When Doreen Ware and her team’s latest genome project is complete, the plant science community will have a critical new tool that once seemed virtually impossible: a robust reference assembly for the maize genome. This resource will support breeding of hardier, higher-yielding lines of maize, the number one crop plant in both the U.S. and China.
Ware, a computational biologist with the USDA at Cold Spring Harbor Laboratory, says climate change and protecting the environment are major challenges facing agriculture. “We know that we must increase yield in order to meet the expected 9 billion people in less than 25 years,” she says. “Having the genome and the genome content allows us to accelerate the improvement of maize varieties and the germplasm.”
Maize, with about 2.3 Gb of sequence, seems almost designed to evade genomic characterization. Previous sequencing efforts with Sanger and other technologies were stymied by the plant’s complex universe of transposable elements and highly repetitive regions. The genome differs significantly between plants: the gene complement of any two maize plants, even of the exact same variety, can differ as much as five percent. For population-level crop improvement, Ware says, this field needs not one reference assembly but many.

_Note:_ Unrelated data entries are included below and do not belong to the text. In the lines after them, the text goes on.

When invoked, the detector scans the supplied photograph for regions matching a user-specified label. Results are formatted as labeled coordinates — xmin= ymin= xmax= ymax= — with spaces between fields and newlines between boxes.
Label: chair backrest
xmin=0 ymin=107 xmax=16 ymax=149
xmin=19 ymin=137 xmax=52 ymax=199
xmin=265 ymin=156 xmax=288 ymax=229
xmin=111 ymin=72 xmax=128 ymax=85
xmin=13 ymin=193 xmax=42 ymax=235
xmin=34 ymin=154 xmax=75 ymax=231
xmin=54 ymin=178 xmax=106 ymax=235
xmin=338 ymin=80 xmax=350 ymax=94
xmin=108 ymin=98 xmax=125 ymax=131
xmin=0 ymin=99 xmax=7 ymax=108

Her team is well on its way to delivering the first truly high-quality reference assembly for maize, with plans in the works to produce several more in the near future. This impressive achievement was based on pairing two technologies: Single Molecule, Real-Time (SMRT) Sequencing from PacBio, and Next-Generation Mapping from BioNano Genomics’ Irys System. Together, these approaches have enabled Ware and her team to produce an assembly with greater contiguity and accuracy than has ever been possible for this challenging genome, providing the first-ever look at important regulatory and structural elements that could influence breeding approaches.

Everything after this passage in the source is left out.